U.S. consumer spending rose in February, in the latest sign that the economy was regaining strength after being chilled by bad weather.
The Commerce Department said on Friday that consumer spending increased 0.3 percent last month after rising by a revised 0.2 percent in January. Spending was previously reported to have increased 0.4 percent in January.
Economists polled by Reuters had forecast consumer spending, which accounts for more than two-thirds of U.S. economic activity, rising 0.3 percent in February.
Spending in February was lifted by an increase in services consumption, likely because of increased demand for health care and utilities.
When adjusted for inflation, consumer spending rose 0.2 percent in February after gaining 0.1 percent in January.
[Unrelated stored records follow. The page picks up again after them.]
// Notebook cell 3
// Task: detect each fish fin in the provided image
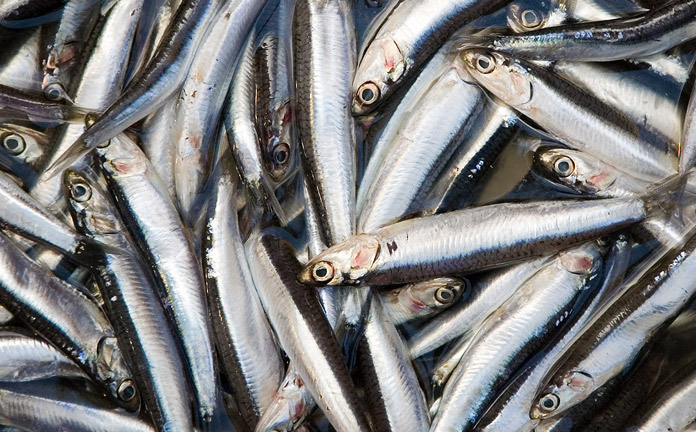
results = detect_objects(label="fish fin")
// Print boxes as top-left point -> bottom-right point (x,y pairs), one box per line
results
42,136 -> 91,180
260,174 -> 289,226
644,174 -> 689,218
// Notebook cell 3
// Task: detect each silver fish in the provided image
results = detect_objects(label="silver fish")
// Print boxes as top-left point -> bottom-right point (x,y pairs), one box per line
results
352,0 -> 511,114
95,134 -> 218,422
378,277 -> 465,324
462,49 -> 676,183
173,0 -> 266,223
0,330 -> 86,382
431,242 -> 603,432
246,233 -> 371,432
0,231 -> 136,409
66,170 -> 194,431
0,386 -> 154,432
530,229 -> 696,421
203,158 -> 285,430
300,197 -> 654,286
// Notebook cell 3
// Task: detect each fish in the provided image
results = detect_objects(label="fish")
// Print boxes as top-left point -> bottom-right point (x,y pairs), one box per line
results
530,228 -> 696,421
0,230 -> 136,409
246,232 -> 371,432
378,277 -> 466,325
430,241 -> 604,432
461,49 -> 677,183
486,1 -> 696,62
0,329 -> 86,382
203,156 -> 285,430
95,133 -> 218,422
352,0 -> 512,114
300,197 -> 656,286
66,170 -> 195,431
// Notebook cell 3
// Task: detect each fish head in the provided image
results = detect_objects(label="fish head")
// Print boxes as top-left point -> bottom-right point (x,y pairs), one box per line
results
534,146 -> 617,195
0,124 -> 49,169
96,134 -> 149,179
96,336 -> 139,411
399,277 -> 467,314
352,36 -> 407,115
531,370 -> 594,419
255,372 -> 313,431
462,49 -> 533,107
506,0 -> 567,33
559,242 -> 603,275
264,101 -> 297,183
64,170 -> 121,236
298,234 -> 381,286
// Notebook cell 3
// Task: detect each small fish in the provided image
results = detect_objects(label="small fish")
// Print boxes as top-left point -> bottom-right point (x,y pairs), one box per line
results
378,277 -> 466,324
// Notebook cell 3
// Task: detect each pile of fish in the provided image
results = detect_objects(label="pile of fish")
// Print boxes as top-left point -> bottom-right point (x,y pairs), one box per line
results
3,0 -> 696,430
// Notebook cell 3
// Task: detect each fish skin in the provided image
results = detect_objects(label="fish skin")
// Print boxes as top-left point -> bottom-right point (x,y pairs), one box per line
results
66,170 -> 194,432
431,242 -> 603,432
246,233 -> 371,432
95,134 -> 218,422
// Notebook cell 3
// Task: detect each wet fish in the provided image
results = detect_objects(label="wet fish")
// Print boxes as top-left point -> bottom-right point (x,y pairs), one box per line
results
530,228 -> 696,421
300,197 -> 656,286
431,242 -> 603,432
95,134 -> 218,422
378,277 -> 466,325
352,0 -> 512,114
246,233 -> 371,432
462,49 -> 676,183
66,170 -> 194,431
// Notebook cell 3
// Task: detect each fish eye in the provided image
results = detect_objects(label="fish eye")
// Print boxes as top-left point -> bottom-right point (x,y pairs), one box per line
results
70,181 -> 92,202
554,156 -> 575,177
272,143 -> 291,166
44,83 -> 65,101
2,133 -> 25,155
357,82 -> 380,106
539,394 -> 560,412
521,9 -> 543,28
435,286 -> 456,304
475,55 -> 495,74
118,379 -> 136,402
312,261 -> 334,282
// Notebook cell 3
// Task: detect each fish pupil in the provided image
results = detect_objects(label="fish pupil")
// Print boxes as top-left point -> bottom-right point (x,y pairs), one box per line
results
477,57 -> 490,71
362,88 -> 375,102
4,136 -> 22,154
557,161 -> 570,173
315,267 -> 328,278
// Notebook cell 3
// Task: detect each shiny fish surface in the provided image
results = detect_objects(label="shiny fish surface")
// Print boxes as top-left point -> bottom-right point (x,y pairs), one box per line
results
378,277 -> 465,325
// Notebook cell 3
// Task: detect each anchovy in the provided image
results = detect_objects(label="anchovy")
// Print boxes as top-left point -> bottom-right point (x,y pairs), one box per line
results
358,56 -> 484,232
95,134 -> 218,422
0,386 -> 154,432
66,171 -> 194,431
0,230 -> 136,409
0,83 -> 87,124
173,0 -> 265,223
0,330 -> 86,382
475,235 -> 631,432
357,294 -> 430,432
45,0 -> 225,175
203,160 -> 284,430
139,99 -> 178,204
462,49 -> 676,183
246,233 -> 371,432
0,124 -> 50,180
29,0 -> 143,211
530,229 -> 696,421
0,170 -> 104,264
487,1 -> 696,62
378,277 -> 465,324
431,242 -> 603,432
254,2 -> 297,186
226,33 -> 287,225
293,0 -> 357,246
408,257 -> 550,359
300,197 -> 655,286
351,0 -> 512,114
0,0 -> 66,25
0,28 -> 42,92
533,146 -> 652,198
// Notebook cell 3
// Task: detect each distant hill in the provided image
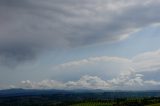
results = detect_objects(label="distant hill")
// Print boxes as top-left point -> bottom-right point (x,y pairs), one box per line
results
0,89 -> 160,99
0,88 -> 69,97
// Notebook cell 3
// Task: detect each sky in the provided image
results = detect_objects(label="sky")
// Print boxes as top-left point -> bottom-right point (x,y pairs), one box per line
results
0,0 -> 160,90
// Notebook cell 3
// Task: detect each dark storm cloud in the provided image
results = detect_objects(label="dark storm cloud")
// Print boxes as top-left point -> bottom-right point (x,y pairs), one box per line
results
0,0 -> 160,65
0,46 -> 35,66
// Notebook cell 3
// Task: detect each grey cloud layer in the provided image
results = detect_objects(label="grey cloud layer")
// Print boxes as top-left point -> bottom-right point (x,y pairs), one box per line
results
0,0 -> 160,64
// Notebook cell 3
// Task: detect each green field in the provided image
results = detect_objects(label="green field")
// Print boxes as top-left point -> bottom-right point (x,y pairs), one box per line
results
70,102 -> 160,106
71,102 -> 113,106
146,103 -> 160,106
71,102 -> 160,106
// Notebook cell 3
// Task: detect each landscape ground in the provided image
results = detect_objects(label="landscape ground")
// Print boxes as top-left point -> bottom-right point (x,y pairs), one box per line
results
146,103 -> 160,106
0,89 -> 160,106
70,101 -> 160,106
0,96 -> 160,106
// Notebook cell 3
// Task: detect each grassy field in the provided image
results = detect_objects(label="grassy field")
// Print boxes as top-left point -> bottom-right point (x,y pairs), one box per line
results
70,102 -> 113,106
70,100 -> 160,106
146,103 -> 160,106
71,102 -> 160,106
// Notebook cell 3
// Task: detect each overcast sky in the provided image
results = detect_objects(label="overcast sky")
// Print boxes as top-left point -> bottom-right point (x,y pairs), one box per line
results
0,0 -> 160,90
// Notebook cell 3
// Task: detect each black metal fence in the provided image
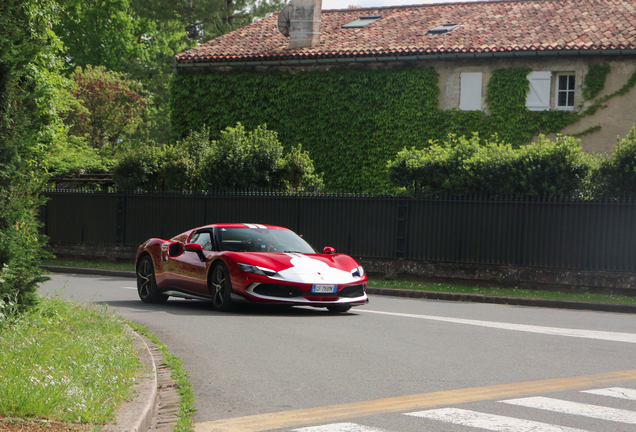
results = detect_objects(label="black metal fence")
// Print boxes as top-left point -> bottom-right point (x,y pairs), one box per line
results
40,190 -> 636,272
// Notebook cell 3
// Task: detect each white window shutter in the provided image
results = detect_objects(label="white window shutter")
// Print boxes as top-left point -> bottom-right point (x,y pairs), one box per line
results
459,72 -> 483,111
526,71 -> 551,111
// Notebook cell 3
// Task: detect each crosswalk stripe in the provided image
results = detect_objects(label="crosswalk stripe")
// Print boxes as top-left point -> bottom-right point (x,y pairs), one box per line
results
582,387 -> 636,401
293,423 -> 388,432
406,407 -> 589,432
501,396 -> 636,424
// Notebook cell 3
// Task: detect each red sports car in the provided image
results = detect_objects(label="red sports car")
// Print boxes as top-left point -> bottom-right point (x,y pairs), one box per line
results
135,223 -> 368,312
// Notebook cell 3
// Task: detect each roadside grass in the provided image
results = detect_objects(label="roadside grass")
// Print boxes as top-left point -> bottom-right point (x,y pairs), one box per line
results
368,278 -> 636,305
41,258 -> 636,305
0,296 -> 139,424
41,259 -> 135,272
0,295 -> 196,432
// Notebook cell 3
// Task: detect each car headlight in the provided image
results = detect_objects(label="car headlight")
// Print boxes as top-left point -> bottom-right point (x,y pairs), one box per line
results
237,263 -> 277,276
351,265 -> 365,278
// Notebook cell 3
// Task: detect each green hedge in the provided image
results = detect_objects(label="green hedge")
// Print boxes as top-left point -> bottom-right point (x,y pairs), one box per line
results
170,67 -> 580,191
387,134 -> 592,197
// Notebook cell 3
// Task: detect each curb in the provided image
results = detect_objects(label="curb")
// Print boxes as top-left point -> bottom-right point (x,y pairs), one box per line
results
103,327 -> 157,432
41,265 -> 636,313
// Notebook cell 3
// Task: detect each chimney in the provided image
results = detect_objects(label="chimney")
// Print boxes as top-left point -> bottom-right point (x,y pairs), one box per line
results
288,0 -> 322,49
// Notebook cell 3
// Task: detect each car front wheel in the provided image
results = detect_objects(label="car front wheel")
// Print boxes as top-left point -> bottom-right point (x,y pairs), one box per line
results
210,262 -> 233,312
137,256 -> 169,303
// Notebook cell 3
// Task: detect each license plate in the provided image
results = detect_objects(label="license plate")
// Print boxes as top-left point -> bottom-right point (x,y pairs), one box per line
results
312,284 -> 337,293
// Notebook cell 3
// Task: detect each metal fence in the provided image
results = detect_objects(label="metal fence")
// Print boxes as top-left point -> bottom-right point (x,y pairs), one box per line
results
40,190 -> 636,272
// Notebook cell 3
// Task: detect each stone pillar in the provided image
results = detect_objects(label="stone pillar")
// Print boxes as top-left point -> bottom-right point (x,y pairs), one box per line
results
288,0 -> 322,49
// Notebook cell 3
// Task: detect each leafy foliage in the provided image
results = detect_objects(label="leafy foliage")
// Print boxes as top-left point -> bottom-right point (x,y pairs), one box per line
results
589,125 -> 636,197
582,63 -> 611,100
65,66 -> 148,149
170,67 -> 581,191
387,134 -> 591,197
113,123 -> 323,191
0,0 -> 64,309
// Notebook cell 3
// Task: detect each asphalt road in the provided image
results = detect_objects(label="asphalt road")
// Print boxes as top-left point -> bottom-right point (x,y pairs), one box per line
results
40,273 -> 636,432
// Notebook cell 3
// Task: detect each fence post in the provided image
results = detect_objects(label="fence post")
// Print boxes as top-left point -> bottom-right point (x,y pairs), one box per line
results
396,197 -> 409,258
116,192 -> 126,245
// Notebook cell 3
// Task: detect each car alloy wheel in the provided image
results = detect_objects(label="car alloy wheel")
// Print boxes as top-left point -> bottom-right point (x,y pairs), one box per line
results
210,262 -> 233,312
137,256 -> 169,303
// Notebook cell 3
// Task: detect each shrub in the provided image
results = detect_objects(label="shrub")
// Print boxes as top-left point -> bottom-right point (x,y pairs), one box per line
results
589,125 -> 636,197
113,146 -> 166,190
200,123 -> 285,189
388,134 -> 591,197
280,144 -> 324,192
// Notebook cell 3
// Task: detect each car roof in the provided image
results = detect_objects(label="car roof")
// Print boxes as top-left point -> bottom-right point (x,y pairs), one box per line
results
197,223 -> 290,230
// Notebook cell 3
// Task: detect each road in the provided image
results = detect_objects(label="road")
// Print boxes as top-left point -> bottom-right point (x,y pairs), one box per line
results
40,273 -> 636,432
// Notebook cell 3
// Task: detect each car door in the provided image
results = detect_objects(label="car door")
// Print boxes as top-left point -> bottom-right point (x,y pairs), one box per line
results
165,229 -> 214,296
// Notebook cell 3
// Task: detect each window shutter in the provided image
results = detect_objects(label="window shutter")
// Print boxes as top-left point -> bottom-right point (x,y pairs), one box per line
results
459,72 -> 482,111
526,71 -> 551,111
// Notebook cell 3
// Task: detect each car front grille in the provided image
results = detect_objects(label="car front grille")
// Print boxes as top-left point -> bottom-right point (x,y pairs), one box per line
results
337,284 -> 366,298
253,284 -> 302,298
252,283 -> 366,299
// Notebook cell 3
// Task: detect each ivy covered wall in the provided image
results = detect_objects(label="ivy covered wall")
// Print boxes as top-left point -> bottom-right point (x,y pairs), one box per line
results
170,58 -> 634,191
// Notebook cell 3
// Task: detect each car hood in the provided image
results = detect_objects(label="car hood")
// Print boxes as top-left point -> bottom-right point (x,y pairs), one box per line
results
232,252 -> 363,284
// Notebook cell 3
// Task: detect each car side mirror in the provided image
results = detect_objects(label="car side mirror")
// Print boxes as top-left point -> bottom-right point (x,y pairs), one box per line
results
185,242 -> 206,261
322,246 -> 336,254
168,242 -> 185,257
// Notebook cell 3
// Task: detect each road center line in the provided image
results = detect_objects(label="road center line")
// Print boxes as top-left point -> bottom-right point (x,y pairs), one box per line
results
194,369 -> 636,432
359,309 -> 636,344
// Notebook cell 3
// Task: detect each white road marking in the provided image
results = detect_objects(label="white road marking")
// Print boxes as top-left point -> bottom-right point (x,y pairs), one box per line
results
360,309 -> 636,344
293,423 -> 388,432
582,387 -> 636,400
406,407 -> 588,431
121,286 -> 137,290
501,396 -> 636,424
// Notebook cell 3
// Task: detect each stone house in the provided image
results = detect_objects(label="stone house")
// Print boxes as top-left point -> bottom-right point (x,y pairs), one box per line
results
174,0 -> 636,155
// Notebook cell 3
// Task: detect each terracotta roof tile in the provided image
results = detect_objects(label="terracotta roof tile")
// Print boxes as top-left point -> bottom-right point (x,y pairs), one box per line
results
176,0 -> 636,63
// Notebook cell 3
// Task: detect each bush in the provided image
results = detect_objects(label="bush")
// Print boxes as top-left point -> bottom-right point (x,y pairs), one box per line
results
388,134 -> 591,197
200,123 -> 285,189
589,125 -> 636,197
113,123 -> 324,191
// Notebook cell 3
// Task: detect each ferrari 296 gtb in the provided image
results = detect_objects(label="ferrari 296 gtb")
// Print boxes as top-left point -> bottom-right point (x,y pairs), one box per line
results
135,223 -> 368,313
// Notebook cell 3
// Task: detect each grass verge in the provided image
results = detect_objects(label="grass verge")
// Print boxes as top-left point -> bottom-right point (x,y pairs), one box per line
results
369,279 -> 636,305
0,296 -> 139,424
0,295 -> 195,432
41,259 -> 135,272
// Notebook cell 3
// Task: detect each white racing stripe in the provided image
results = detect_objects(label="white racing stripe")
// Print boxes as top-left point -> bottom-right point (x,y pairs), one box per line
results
359,309 -> 636,344
582,387 -> 636,401
406,407 -> 589,431
293,423 -> 388,432
501,396 -> 636,424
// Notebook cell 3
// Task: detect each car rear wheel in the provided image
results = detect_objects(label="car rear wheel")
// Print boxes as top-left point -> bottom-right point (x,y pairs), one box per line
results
210,262 -> 233,312
326,304 -> 352,313
137,256 -> 169,303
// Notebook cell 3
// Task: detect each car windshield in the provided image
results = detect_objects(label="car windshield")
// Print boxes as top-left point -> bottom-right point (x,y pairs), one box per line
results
217,228 -> 316,253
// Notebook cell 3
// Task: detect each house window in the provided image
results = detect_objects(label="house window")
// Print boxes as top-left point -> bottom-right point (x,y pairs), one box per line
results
459,72 -> 482,111
525,71 -> 576,111
342,16 -> 382,28
556,73 -> 575,110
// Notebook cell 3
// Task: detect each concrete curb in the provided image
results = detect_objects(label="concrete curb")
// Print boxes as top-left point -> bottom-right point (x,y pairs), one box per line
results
103,327 -> 157,432
41,265 -> 636,313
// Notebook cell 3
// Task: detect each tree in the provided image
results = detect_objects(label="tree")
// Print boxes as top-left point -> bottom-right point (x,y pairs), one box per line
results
0,0 -> 66,309
65,65 -> 147,149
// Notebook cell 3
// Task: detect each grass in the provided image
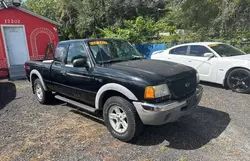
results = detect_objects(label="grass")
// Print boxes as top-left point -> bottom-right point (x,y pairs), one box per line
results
180,156 -> 187,161
160,145 -> 168,152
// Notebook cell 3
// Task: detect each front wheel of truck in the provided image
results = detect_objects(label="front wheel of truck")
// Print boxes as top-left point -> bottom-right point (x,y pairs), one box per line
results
34,79 -> 52,104
103,96 -> 144,142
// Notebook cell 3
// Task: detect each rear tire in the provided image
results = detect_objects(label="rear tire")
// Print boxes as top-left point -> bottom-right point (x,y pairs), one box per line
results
227,68 -> 250,94
103,96 -> 144,142
34,79 -> 52,104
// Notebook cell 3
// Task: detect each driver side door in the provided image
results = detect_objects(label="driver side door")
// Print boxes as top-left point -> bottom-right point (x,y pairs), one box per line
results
63,43 -> 96,105
185,45 -> 218,82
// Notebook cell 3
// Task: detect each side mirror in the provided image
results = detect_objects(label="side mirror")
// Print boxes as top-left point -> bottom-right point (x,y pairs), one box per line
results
204,52 -> 214,58
204,52 -> 215,60
72,56 -> 88,68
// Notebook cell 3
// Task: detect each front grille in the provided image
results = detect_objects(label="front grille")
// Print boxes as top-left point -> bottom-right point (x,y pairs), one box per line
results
168,75 -> 197,100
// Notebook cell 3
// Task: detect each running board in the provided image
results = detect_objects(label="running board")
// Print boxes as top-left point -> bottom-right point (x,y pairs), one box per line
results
55,95 -> 97,113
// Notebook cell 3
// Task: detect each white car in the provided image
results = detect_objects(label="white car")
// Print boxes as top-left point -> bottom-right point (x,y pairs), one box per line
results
151,42 -> 250,93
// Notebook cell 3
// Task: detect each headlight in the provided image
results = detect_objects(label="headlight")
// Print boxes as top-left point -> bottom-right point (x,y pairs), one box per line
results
196,72 -> 200,83
144,84 -> 170,99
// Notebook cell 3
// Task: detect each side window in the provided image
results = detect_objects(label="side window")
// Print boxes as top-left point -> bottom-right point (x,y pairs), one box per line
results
169,46 -> 188,55
55,44 -> 67,62
67,43 -> 87,64
189,45 -> 211,57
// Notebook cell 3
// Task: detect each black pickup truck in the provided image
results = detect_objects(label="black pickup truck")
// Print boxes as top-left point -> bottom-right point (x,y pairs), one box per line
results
25,38 -> 203,141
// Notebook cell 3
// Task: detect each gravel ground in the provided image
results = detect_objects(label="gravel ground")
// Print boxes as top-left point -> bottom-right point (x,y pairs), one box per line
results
0,80 -> 250,161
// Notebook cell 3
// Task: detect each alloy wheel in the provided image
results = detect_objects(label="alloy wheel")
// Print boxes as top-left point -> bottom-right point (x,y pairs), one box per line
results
229,72 -> 250,91
36,83 -> 43,100
108,105 -> 128,133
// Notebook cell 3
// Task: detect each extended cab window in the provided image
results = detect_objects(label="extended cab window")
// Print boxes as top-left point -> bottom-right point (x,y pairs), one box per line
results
67,43 -> 87,64
189,45 -> 211,57
169,46 -> 188,55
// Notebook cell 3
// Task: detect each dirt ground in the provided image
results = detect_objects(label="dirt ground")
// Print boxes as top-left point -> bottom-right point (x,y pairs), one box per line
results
0,80 -> 250,161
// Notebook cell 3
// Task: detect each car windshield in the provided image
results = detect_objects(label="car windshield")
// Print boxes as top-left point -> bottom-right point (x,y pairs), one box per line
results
209,44 -> 246,57
88,39 -> 144,63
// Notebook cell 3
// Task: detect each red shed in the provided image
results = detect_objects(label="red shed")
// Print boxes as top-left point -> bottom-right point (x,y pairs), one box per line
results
0,7 -> 60,79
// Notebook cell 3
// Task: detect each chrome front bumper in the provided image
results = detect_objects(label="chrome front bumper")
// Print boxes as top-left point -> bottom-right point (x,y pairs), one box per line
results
133,85 -> 203,125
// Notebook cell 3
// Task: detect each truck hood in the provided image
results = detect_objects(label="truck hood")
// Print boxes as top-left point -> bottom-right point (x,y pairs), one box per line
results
105,59 -> 196,85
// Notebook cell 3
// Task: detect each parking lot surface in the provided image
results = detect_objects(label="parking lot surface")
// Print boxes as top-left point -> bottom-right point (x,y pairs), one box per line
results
0,80 -> 250,161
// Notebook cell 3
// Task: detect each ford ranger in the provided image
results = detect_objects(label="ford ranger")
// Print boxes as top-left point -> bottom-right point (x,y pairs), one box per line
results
25,38 -> 203,141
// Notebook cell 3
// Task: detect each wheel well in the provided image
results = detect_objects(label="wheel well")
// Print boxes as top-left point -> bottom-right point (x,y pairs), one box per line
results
31,74 -> 39,85
224,67 -> 250,87
99,90 -> 130,110
31,74 -> 39,94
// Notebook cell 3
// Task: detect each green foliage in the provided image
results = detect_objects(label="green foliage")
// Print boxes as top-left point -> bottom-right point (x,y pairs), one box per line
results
160,145 -> 168,152
180,156 -> 187,161
23,0 -> 59,21
24,0 -> 166,40
23,0 -> 250,50
99,16 -> 162,43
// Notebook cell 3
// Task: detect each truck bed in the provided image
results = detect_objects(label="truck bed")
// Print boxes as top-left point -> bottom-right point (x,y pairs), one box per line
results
25,60 -> 53,81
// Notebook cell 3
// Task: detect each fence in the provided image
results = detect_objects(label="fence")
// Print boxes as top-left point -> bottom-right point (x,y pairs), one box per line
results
135,42 -> 176,59
135,41 -> 250,58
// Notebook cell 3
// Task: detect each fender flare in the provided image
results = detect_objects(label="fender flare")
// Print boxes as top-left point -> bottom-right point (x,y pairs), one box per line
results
95,83 -> 138,109
30,69 -> 48,91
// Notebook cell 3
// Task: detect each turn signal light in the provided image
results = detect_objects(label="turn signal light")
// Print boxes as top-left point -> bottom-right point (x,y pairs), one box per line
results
144,86 -> 155,99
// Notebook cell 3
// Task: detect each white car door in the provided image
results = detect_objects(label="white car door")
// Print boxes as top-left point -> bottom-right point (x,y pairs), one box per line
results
184,45 -> 218,83
153,45 -> 189,64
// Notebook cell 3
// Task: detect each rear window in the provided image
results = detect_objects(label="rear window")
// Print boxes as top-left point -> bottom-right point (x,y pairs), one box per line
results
169,46 -> 188,55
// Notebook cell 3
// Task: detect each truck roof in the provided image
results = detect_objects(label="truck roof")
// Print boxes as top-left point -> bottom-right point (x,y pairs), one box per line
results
58,38 -> 126,45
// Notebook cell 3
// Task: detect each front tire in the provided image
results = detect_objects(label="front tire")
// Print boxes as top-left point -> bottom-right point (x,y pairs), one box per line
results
103,96 -> 144,142
34,79 -> 52,104
227,68 -> 250,94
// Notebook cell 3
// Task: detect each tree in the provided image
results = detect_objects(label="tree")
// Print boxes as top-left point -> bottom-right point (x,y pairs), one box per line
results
23,0 -> 59,21
99,16 -> 176,43
24,0 -> 167,39
23,0 -> 250,50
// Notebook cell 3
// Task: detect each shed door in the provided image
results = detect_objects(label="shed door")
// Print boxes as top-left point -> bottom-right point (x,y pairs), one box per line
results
3,26 -> 29,66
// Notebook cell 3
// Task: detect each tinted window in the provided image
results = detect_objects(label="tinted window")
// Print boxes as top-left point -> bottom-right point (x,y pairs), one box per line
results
67,43 -> 86,64
209,44 -> 245,57
55,44 -> 67,62
169,46 -> 188,55
189,45 -> 211,57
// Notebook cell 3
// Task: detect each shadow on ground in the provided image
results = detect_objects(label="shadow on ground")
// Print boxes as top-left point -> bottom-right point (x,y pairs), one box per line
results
200,81 -> 226,89
0,82 -> 16,110
133,106 -> 230,150
71,104 -> 230,150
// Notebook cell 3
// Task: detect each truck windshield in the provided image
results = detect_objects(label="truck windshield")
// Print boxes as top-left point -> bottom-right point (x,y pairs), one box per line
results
88,39 -> 144,63
209,44 -> 246,57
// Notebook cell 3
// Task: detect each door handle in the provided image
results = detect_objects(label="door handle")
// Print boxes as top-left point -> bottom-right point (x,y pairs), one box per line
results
61,71 -> 67,76
188,60 -> 192,62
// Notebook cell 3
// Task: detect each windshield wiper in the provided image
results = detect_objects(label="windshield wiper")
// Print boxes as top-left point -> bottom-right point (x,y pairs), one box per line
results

This so-called real spending measure goes into the calculation of gross domestic product. Consumer spending rose at its fastest pace in three years in the fourth quarter, helping to lift the economy to an annualized pace of 2.6 percent during the period.
Income rose 0.3 percent last month after rising by the same margin in January. It continues to be supported by government transfers for health-care payments.
Income at the disposal of households after adjusting for inflation rose 0.3 percent. The saving rate, which is the percentage of disposable income households are socking away, rose to 4.3 percent last month from 4.2 percent in January.
There were little signs of inflation pressure in February.